Tatta tells mbg that a lot of people have stiff hips because they need to work on their rotators. You can target them under the gluteal muscles, working the upper, mid, and lower glutes area. He explains that you can do this either lying on your back or sitting on your lacrosse ball. Place the ball under the different gluteal muscles, taking some time to hold in different areas.


Lacrosse ball massage for the chest

To massage your pectoral muscles, including both the pec major and pec minor, Tatta suggests following your clavicle about two-thirds of the way out and slightly down. Lie down with the lacrosse ball directly on that spot and spread your arms out, then hold for 30 seconds to a minute.

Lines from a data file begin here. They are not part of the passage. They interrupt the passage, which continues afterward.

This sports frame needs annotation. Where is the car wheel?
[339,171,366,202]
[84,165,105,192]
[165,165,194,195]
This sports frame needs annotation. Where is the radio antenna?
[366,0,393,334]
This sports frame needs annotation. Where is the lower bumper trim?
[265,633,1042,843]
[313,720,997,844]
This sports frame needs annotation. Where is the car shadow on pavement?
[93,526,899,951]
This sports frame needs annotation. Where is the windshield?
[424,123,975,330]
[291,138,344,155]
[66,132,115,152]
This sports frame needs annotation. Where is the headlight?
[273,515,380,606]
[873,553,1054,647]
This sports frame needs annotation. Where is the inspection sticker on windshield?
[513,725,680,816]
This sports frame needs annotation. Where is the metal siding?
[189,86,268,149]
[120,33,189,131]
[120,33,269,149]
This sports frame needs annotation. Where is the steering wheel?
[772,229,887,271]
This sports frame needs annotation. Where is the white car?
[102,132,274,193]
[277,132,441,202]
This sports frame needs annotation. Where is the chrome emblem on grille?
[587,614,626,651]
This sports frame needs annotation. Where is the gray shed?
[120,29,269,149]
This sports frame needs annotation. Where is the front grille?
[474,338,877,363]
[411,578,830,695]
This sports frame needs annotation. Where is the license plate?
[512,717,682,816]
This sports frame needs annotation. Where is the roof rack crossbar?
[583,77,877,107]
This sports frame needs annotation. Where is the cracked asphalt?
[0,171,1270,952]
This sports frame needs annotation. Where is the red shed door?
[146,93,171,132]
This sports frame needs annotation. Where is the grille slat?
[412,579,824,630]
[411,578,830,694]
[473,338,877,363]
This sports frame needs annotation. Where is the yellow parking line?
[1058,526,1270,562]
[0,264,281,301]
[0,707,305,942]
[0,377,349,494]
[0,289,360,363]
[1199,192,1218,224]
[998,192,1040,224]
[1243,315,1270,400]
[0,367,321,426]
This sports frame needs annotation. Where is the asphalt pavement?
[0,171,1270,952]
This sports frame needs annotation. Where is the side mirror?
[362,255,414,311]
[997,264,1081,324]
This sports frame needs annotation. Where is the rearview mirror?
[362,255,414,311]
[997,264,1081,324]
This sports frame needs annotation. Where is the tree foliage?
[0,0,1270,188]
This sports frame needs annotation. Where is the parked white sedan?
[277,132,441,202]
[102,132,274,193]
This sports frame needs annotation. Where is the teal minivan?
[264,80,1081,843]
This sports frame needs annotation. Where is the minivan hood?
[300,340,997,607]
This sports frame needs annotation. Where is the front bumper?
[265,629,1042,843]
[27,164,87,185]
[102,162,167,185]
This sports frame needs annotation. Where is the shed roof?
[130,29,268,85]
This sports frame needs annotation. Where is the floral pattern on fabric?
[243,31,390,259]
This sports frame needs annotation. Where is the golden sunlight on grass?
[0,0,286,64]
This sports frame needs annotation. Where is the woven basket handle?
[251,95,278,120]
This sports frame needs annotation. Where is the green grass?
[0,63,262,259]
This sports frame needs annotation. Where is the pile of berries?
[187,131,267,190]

Lacrosse ball massage for the glutes

If you've ever done a figure-4 stretch (crossing one ankle over the top of the opposite thigh), you can incorporate a lacrosse ball for a deep release, according to McCullough. Lie back with the right gluteus medius on the lacrosse ball (where the top of the buttocks meets the hip), and cross the right ankle over the left thigh. "Lean into that the leg that's crossed, and that will help to release a lot of low-back pain," he adds.


Lacrosse ball massage for the feet

And lastly, our feet put in a lot of work for us, so they deserve some relief, too. It couldn't be easier to massage out your feet with a lacrosse ball—simply roll your foot on top of it. Tatta does note, however, that feet can be really tender, so he recommends people start doing this seated so you can modify how much weight you place on it. "And from there you can move to a standing position," he adds.

The takeaway.

Recruiting a lacrosse ball for massaging different parts of the body is a convenient and effective way to relieve tightness and stiffness, plus offer the body and nervous system some relaxation. While it's certainly not a cure-all and should be paired with other beneficial practices and treatments, it is an accessible and easy massage method.